Document Type

Conference Paper

Journal/Book Title/Conference

Proceedings of the North American Correctional & Criminal Justice Psychology Conference

Publisher

Public Safety Canada

Publication Date

2008

First Page

170

Last Page

174

Abstract

The sexual victimization of women remains an endemic social, criminal, and public health problem. Much research has sought to identify risk and protective factors related to the sexual victimization of women so that prevention and intervention strategies can be more informed and targeted. Modern criminology has recognized the heterogeneous nature of many criminal behaviors in terms of their etiology, offender-, offense-, and victim-related characteristics.

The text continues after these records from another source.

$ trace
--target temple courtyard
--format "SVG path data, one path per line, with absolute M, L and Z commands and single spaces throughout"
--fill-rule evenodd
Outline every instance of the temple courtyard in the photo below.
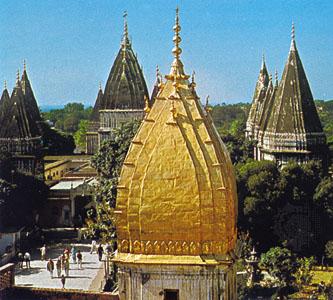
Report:
M 90 245 L 82 243 L 73 244 L 54 244 L 47 245 L 46 258 L 51 258 L 56 264 L 56 259 L 63 253 L 65 247 L 75 246 L 81 250 L 82 269 L 70 260 L 69 277 L 66 278 L 65 288 L 100 291 L 104 279 L 103 262 L 98 261 L 96 253 L 90 254 Z M 31 268 L 25 266 L 23 269 L 15 268 L 15 284 L 17 286 L 36 287 L 36 288 L 61 288 L 62 283 L 57 277 L 56 268 L 53 272 L 53 278 L 46 270 L 47 261 L 41 261 L 39 249 L 31 252 Z

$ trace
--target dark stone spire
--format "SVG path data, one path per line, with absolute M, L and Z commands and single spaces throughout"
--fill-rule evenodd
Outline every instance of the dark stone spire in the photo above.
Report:
M 246 131 L 249 137 L 255 134 L 255 128 L 259 126 L 258 120 L 261 118 L 263 102 L 266 97 L 266 90 L 269 85 L 269 75 L 265 63 L 265 57 L 262 57 L 262 64 L 253 94 L 252 105 L 246 122 Z
M 29 81 L 24 82 L 25 92 L 29 94 L 27 82 Z M 25 139 L 40 136 L 36 119 L 29 107 L 30 101 L 26 100 L 18 73 L 16 86 L 10 99 L 1 101 L 3 110 L 0 115 L 0 138 Z
M 142 69 L 128 38 L 126 16 L 125 13 L 123 39 L 105 86 L 102 109 L 144 109 L 144 97 L 149 97 Z
M 4 118 L 4 112 L 6 111 L 10 101 L 10 96 L 7 90 L 7 84 L 5 82 L 5 87 L 1 95 L 0 99 L 0 127 L 2 126 L 3 118 Z
M 277 133 L 322 133 L 309 82 L 298 54 L 295 29 L 288 59 L 270 113 L 267 131 Z
M 39 122 L 41 121 L 41 116 L 39 112 L 39 108 L 37 105 L 37 101 L 34 95 L 34 92 L 32 90 L 28 74 L 27 74 L 27 68 L 26 68 L 26 63 L 24 61 L 24 68 L 23 68 L 23 73 L 21 77 L 21 87 L 22 87 L 22 92 L 24 94 L 24 98 L 26 101 L 26 108 L 28 113 L 31 115 L 31 118 Z
M 91 117 L 90 117 L 91 121 L 96 121 L 96 122 L 99 121 L 99 111 L 100 111 L 100 109 L 102 109 L 101 108 L 102 99 L 103 99 L 103 90 L 102 90 L 102 86 L 100 83 L 97 98 L 96 98 L 95 105 L 94 105 L 94 109 L 93 109 L 93 111 L 91 113 Z
M 162 83 L 162 75 L 160 73 L 160 70 L 158 66 L 156 66 L 156 81 L 153 87 L 153 91 L 150 96 L 150 106 L 154 103 L 155 98 L 160 90 L 160 84 Z

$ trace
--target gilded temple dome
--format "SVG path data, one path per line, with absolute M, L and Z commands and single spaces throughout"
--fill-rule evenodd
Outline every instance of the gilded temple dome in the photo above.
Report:
M 225 255 L 236 242 L 233 166 L 180 60 L 174 60 L 134 137 L 118 185 L 119 253 Z

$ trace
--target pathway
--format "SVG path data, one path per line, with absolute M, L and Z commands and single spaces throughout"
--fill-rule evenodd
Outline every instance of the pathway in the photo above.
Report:
M 80 290 L 100 290 L 101 281 L 103 279 L 103 263 L 98 261 L 97 254 L 90 254 L 90 247 L 86 244 L 73 243 L 77 249 L 80 249 L 83 255 L 82 269 L 79 270 L 77 264 L 72 261 L 70 263 L 69 277 L 66 278 L 65 287 L 69 289 Z M 52 258 L 56 262 L 56 258 L 62 253 L 64 245 L 57 244 L 48 248 L 46 257 Z M 47 261 L 40 260 L 39 251 L 32 253 L 31 268 L 18 269 L 15 272 L 15 285 L 44 287 L 44 288 L 61 288 L 60 278 L 50 277 L 50 273 L 46 270 Z M 54 276 L 56 276 L 54 270 Z

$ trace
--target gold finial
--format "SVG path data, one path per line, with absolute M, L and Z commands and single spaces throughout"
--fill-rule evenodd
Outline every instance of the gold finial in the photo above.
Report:
M 171 114 L 172 114 L 172 117 L 173 117 L 174 119 L 176 119 L 176 118 L 177 118 L 177 110 L 176 110 L 176 107 L 175 107 L 175 101 L 174 101 L 174 100 L 171 101 L 170 112 L 171 112 Z
M 158 67 L 158 65 L 156 65 L 156 81 L 159 81 L 159 77 L 160 77 L 160 69 Z
M 188 79 L 190 77 L 188 75 L 185 75 L 183 63 L 180 60 L 180 54 L 182 53 L 182 49 L 179 47 L 180 42 L 182 40 L 179 34 L 180 30 L 181 27 L 179 25 L 179 9 L 177 7 L 175 25 L 173 26 L 173 31 L 175 32 L 173 36 L 174 47 L 172 49 L 174 59 L 171 65 L 171 70 L 169 75 L 165 76 L 166 79 L 173 81 L 180 79 Z
M 19 85 L 19 82 L 20 82 L 20 69 L 17 69 L 17 72 L 16 72 L 16 86 Z
M 294 22 L 291 25 L 291 44 L 290 44 L 290 51 L 296 50 L 296 42 L 295 42 L 295 24 Z
M 291 25 L 291 39 L 295 41 L 295 23 L 293 22 Z
M 207 113 L 212 111 L 212 108 L 209 106 L 209 95 L 206 97 L 206 105 L 205 105 L 205 111 Z
M 124 18 L 123 46 L 126 48 L 127 44 L 129 43 L 128 26 L 127 26 L 127 11 L 126 10 L 124 11 L 123 18 Z
M 176 8 L 176 20 L 175 20 L 175 26 L 173 26 L 173 31 L 175 32 L 175 35 L 173 37 L 174 42 L 174 48 L 172 49 L 172 53 L 175 57 L 175 59 L 179 59 L 180 54 L 182 53 L 182 49 L 179 47 L 180 42 L 182 41 L 181 37 L 179 36 L 179 32 L 181 30 L 181 27 L 179 25 L 179 9 Z
M 195 71 L 192 72 L 191 83 L 190 83 L 189 87 L 192 88 L 192 89 L 194 89 L 196 87 L 196 83 L 195 83 Z
M 145 100 L 145 108 L 144 108 L 144 111 L 146 114 L 148 114 L 150 112 L 150 107 L 149 107 L 149 101 L 148 101 L 148 97 L 145 95 L 144 97 L 144 100 Z
M 265 53 L 262 53 L 262 59 L 261 59 L 261 69 L 265 67 Z

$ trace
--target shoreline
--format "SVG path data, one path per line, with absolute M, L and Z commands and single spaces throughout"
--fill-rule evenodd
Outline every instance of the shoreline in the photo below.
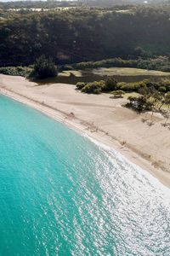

Such an approach has been labeled criminal profiling or criminal investigative analysis and yields richer information about the nature of crime than reliance on aggregate statistics (Hazelwood & Burgess, 2001). Knight (1999, p. 304) stated that understanding the taxometric structure of a deviant population is the ‘keystone to theory building and the cornerstone of intervention’. One area where our understanding of the heterogeneity of criminal behavior is lacking is the offenderoffense- victim triad in cases of sexual victimization. Marshall (1997) identified the reduction of heterogeneity among sexual offenders into manageable proportions as a priority research area. Unfortunately, this challenge has largely been met with little to no empirical effort.